Indian public sector banks (PSBs) will require a capital infusion of Rs 1.2 lakh crore by 2020, in view of the heavy losses reflected in their balance sheets in 2015-16, global credit rating agency Moody’s Investors Service said in a report on Friday.
This is far higher than the additional Rs 45,000 crore capital infusion planned by the government by 2018-19.
“After the release of their results for FY2016, our analysis suggests capital requirements of about Rs 1.2 lakh crore for the 11 rated PSBs, far higher than the remaining Rs 45,000 crore included in the government’s budget for capital distribution to the banks until 2020,” Moody’s Investors Service said in its report titled “Weak Financial Performance Highlights Banks’ High External Capital Needs”.
The agency said the capitalisation profile of the PSBs will further deteriorate lest the government provides additional capital support.
The government in the budget allocated Rs 25,000 crore for capitalisation of banks during the current fiscal.
The government has in total planned a capital infusion of Rs 70,000 crore till 2018-19, out of which it has already spent Rs 25,000 by March 2016. Apart from the Rs 25,000 crore in the current fiscal, it has planned to spend Rs 10,000 crore each in 2017-18 and 2018-19.
“If additional capital is required by these banks, we will find the resources for doing so. We stand solidly behind these banks,” Finance Minister Arun Jaitley had said in this year’s budget speech.
The Moody’s report said the banks’ asset quality is expected to remain under pressure over the next 12 months on account of bad loans to steel and power sector.
As a result, the elevated provisioning expenses will continue to constrain profitability and limit internal capital generation, the report said.
The PSBs suffered suffered losses of Rs 18,000 crore in 2015-16 because of high non-performing assets (NPAs).

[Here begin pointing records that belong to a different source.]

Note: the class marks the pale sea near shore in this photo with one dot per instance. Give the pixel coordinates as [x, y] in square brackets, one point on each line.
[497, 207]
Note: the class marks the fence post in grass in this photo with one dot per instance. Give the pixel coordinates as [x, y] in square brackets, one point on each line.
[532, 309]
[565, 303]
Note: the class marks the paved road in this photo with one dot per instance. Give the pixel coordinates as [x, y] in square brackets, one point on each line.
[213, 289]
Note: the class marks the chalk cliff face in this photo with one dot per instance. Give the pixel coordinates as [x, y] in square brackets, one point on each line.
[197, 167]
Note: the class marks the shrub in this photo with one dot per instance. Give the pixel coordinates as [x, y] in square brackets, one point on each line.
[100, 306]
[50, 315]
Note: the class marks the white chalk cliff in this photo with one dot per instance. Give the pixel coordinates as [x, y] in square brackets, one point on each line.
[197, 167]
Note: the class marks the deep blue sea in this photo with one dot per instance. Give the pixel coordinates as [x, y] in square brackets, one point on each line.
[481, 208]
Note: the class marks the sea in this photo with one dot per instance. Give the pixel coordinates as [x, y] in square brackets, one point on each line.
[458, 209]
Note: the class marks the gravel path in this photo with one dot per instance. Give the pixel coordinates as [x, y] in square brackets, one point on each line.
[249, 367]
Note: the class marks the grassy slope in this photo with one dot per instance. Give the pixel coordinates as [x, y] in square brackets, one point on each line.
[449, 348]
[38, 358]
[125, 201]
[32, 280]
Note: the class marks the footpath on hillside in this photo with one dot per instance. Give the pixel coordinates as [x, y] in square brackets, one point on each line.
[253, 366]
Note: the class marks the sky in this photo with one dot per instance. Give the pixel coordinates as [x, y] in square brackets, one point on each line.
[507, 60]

Most bank shares are trading below book value, which constrains their ability to use public offerings to raise capital, the report said.
The asset quality review mandated by the Reserve Bank of India in the second half of the fiscal year 2015-16, in an effort to clean up the banks’ balance sheets, has adversely affected their profitability.
Nevertheless, the banks also reported improved capital levels on the back of new RBI rules that have broadened their capital base. The rules, amended in March 2016, allow them to recognise revaluation reserves, deferred tax assets, and foreign currency reserves as common equity tier 1 capital, in turn, resulting in a one-off boost to capital levels.